Auch mit dem zweiten Roman ihrer Reihe weiß Caragh O´Brien jugendliche, oder aber weniger actionverliebte Leser zu überzeugen. „Das Land der verlorenen Träume“ ist ein Roman voll von gesellschaftlichen Problemen, die gelöst werden müssen und bedient sich einem guten Mittelmaß zwischen Vorankommen und emotionaler Besinnlichkeit.

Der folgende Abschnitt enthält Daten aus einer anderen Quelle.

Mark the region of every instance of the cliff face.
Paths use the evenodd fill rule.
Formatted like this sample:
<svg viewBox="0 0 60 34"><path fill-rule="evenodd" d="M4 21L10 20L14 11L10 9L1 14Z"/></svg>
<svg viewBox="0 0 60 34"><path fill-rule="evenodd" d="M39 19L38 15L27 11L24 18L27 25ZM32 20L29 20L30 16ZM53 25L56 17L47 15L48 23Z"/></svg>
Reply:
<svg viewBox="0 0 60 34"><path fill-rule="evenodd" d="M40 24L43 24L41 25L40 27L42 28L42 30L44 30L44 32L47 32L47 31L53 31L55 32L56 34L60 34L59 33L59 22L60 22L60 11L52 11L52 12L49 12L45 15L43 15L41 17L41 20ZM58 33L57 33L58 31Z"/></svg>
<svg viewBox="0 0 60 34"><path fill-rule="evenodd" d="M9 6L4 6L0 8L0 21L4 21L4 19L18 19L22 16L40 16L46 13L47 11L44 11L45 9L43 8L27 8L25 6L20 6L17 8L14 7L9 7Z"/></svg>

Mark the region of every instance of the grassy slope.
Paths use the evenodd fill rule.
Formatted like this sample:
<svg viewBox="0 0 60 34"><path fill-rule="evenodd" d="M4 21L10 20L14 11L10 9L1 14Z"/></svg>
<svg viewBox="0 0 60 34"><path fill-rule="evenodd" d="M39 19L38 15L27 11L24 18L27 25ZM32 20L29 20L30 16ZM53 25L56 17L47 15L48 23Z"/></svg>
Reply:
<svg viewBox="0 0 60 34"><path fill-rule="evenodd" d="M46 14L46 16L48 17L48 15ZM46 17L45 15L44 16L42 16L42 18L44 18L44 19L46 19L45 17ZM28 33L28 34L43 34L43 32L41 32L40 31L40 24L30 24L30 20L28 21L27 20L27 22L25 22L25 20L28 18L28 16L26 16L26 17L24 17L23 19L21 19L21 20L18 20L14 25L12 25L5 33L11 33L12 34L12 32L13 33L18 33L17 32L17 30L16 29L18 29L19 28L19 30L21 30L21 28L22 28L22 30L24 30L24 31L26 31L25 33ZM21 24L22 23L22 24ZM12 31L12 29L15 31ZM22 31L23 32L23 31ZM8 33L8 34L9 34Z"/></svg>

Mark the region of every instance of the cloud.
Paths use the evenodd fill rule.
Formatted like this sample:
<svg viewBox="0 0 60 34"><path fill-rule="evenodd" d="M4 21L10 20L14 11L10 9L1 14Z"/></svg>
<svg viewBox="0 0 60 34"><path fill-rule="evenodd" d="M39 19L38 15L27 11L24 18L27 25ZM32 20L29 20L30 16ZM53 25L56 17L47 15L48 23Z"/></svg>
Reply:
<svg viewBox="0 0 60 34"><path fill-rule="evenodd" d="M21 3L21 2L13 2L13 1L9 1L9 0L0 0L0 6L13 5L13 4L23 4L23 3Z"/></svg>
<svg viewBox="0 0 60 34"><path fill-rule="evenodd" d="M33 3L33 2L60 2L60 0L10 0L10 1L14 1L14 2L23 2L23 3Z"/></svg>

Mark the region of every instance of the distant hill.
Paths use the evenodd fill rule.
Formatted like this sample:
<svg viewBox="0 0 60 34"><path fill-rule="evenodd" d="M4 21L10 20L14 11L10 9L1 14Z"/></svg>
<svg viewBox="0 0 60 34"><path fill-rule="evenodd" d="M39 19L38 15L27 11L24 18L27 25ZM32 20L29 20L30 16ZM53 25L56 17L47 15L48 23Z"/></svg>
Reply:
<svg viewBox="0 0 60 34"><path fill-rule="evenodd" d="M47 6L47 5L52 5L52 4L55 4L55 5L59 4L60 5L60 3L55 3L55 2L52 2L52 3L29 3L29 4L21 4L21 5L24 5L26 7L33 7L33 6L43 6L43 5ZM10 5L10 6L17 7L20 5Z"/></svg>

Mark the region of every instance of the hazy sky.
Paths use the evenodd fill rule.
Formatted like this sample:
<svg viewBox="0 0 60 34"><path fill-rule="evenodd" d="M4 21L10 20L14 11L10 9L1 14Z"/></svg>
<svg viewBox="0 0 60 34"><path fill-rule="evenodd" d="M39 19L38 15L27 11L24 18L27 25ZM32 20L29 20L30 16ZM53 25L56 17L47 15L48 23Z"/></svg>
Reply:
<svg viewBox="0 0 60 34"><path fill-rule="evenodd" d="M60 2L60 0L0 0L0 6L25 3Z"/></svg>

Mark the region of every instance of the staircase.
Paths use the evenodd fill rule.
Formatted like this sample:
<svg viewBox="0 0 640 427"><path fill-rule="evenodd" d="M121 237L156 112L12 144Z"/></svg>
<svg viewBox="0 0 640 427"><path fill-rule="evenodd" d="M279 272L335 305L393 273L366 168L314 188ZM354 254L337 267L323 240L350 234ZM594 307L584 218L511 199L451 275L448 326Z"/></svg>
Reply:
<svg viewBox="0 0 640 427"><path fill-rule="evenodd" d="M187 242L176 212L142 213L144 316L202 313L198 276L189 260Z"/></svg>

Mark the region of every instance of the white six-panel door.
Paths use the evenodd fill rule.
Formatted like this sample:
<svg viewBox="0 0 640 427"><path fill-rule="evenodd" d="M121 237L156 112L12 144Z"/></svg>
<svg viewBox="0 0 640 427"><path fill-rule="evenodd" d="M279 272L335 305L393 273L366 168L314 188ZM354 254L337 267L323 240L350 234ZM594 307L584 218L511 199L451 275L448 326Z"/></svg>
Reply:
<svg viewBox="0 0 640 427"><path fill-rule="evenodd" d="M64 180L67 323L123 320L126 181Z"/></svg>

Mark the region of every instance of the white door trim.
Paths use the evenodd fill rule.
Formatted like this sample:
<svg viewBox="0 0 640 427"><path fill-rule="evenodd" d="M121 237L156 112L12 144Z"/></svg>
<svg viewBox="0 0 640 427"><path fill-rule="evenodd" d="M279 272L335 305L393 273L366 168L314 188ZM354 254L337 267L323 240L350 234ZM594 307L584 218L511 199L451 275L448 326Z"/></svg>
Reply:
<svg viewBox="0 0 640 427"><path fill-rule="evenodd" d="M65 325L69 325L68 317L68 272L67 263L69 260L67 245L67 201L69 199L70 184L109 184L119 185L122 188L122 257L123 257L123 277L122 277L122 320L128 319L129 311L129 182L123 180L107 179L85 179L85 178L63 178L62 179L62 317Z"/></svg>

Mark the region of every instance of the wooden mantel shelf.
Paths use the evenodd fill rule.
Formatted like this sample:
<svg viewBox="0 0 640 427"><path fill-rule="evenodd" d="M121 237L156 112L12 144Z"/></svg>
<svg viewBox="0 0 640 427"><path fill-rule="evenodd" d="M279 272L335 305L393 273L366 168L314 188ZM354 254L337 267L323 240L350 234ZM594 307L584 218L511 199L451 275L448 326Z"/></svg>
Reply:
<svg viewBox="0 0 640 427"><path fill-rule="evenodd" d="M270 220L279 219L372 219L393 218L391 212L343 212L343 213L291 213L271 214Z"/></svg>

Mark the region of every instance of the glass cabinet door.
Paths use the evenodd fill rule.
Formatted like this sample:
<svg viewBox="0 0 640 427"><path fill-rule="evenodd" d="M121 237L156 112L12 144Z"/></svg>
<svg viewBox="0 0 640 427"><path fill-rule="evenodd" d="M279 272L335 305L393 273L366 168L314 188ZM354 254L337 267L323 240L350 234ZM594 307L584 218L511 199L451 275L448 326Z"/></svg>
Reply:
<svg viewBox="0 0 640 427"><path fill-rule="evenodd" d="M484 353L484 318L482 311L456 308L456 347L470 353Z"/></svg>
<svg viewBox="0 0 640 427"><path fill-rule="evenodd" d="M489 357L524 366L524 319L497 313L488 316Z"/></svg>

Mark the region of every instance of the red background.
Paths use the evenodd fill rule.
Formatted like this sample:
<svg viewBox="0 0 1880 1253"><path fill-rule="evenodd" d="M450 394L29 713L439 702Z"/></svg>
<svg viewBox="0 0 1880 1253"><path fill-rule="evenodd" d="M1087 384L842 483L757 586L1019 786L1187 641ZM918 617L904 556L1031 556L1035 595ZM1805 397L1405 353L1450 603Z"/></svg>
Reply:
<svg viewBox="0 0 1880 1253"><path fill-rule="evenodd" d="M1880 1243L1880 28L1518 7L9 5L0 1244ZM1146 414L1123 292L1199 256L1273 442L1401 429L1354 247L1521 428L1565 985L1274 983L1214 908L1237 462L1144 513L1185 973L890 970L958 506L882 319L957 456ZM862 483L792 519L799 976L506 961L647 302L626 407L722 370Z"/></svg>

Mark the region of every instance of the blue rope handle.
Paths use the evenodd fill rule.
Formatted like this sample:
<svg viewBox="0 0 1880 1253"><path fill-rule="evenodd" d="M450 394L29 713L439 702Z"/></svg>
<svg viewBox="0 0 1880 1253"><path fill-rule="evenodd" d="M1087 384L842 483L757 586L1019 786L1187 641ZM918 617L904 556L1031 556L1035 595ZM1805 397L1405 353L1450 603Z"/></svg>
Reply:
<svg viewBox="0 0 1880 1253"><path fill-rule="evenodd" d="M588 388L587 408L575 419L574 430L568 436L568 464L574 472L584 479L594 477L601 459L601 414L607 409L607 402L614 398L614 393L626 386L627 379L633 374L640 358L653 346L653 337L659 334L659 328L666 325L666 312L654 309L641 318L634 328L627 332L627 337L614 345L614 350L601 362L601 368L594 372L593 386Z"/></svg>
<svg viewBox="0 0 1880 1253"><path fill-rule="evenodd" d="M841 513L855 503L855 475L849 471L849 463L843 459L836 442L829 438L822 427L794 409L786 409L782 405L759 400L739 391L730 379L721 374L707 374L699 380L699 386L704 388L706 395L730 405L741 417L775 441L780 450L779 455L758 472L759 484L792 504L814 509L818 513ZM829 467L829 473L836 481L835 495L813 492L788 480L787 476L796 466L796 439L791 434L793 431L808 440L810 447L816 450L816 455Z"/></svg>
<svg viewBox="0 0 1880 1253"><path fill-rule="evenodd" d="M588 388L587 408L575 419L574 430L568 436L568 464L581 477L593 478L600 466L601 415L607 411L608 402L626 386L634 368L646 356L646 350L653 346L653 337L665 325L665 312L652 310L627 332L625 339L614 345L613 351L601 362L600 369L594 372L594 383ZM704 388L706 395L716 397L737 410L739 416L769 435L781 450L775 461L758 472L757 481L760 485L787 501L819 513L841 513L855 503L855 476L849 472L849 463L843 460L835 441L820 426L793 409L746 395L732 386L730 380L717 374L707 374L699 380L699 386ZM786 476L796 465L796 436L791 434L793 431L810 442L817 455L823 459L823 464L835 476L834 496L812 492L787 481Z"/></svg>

Die bisher so liebgewonnen Charaktere enttäuschen nicht und lassen auf eine baldige Fortsetzung warten, die Gaias Kampf um Gerechtigkeit und Glück hoffentlich etwas liebevoller abrunden wird.


Pro & Kontra

+ authentisch erstellte, ehrliche Figuren
+ düsterer Szenario ohne Gewaltorgien
+ wunderbare, liebenswerte Protagonisten
+ guter Spannungsaufbau & schönes Setting
+ in vielen Dingen sehr überraschend
+ schlicht sowie leicht verständlich erzählt

- teils ungenutztes Potenzial
- Fortsetzung wirkt weniger liebevoll

Wertung:

Handlung: 4 / 5
Charaktere: 4,5 / 5
Lesespaß: 4,5 / 5
Preis/Leistung: 4 / 5

Rezension zu "Die Stadt der verschwundenen Kinder" (1)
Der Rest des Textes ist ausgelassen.